確かに、言葉を理解したり、文章を作ったりする働きは、多くの人で左脳が中心となっています。

しかし、話すために口や舌、のどを動かす働きは、左右両方の脳が関わっています。

そのため、右脳でも左脳でも、障害される場所によっては構音障害が起こることがあります。

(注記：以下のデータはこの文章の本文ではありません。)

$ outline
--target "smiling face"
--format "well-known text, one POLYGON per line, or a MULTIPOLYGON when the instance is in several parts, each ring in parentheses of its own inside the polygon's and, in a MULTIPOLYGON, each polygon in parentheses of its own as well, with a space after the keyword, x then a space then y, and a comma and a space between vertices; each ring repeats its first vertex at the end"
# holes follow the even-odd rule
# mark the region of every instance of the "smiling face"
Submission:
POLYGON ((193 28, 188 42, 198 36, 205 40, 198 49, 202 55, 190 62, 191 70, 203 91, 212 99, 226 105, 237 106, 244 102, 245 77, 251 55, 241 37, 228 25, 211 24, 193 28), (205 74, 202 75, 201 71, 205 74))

この記事では、脳の左右と構音障害の関係について分かりやすく解説します。

左脳は「言葉」を扱う中心

多くの人では、左脳が、

  • 言葉を理解する
  • 言葉を選ぶ
  • 文を組み立てる

といった働きを担っています。

そのため、左脳の脳卒中では、構音障害だけでなく、失語症を伴うことがあります。

「話したい言葉が出てこない」「相手の話が理解しにくい」といった症状がみられるのは、このためです。

構音障害は左右どちらでも起こる

一方、構音障害は、話すための筋肉を動かす働きの障害です。

舌や唇、のどを動かす神経には、左右両方の大脳から指令が送られています。

そのため、右脳でも左脳でも、話すための運動を担当する部分が障害されると、

  • ろれつが回らない
  • 発音が不明瞭になる
  • 声が出しにくい

といった構音障害が起こることがあります。

左脳が障害された場合

左脳の障害では、構音障害に加えて、失語症がみられることがあります。

そのため、

  • 発音が不明瞭
  • 言葉が出てこない
  • 言い間違いが増える

など、複数の症状が同時に現れることがあります。

もちろん、構音障害だけがみられる場合もあります。

右脳が障害された場合

右脳の障害でも、話すための運動を担当する部分が傷つくと、構音障害が起こることがあります。

一方で、右脳では、

  • 声の抑揚
  • 感情を込めた話し方
  • 会話の雰囲気をつかむこと

などに影響が出ることもあります。

そのため話し方の印象が以前と変わることがあります。

障害の場所や大きさが大切

「右だから大丈夫」「左だから必ず話せなくなる」というわけではありません。

大切なのは、脳のどこが、どのくらい障害されたかです。

同じ左脳の脳卒中でも、構音障害だけの方もいれば、失語症を伴う方もいます。

また、右脳でも構音障害が目立つ方もいます。

症状は一人ひとり異なります。

脳幹や小脳でも構音障害は起こる

構音障害は、大脳だけではなく、

  • 脳幹
  • 小脳

の障害でも起こります。

これらは左右の脳とは少し異なる役割を担っていますが、

話すための神経や動きを調整する重要な場所です。

そのため、構音障害を考えるときは、大脳だけでなく脳全体を見ることが大切です。

リハビリは症状に合わせて行う

言語聴覚士は、障害された場所だけでなく、

実際にどのような話しにくさがあるかを詳しく評価します。

例えば、

  • 発音が中心の問題なのか
  • 言葉を考えることも難しいのか
  • 声が小さいのか

などを確認し、その方に合ったリハビリを行います。

そのため、右脳だから、左脳だからと決まった練習をするわけではありません。

家族が知っておきたいこと

「右脳だから言葉は大丈夫」「左脳だから全部話せなくなる」と単純には考えられません。

脳卒中の症状は一人ひとり異なります。

話し方に変化がある場合は、どちらの脳が障害されていても、言語聴覚士による評価を受けることが大切です。

まとめ

構音障害は、左脳だけでなく右脳の障害でも起こることがあります。

左脳は言葉を理解したり選んだりする働きが中心ですが、話すための運動には左右両方の脳が関わっています。

そのため、脳卒中では障害された場所によって症状が異なります。

脳の左右だけで判断するのではなく、「どこが障害され、どのような症状が出ているか」を正しく評価し、

その方に合ったリハビリを行うことが大切です。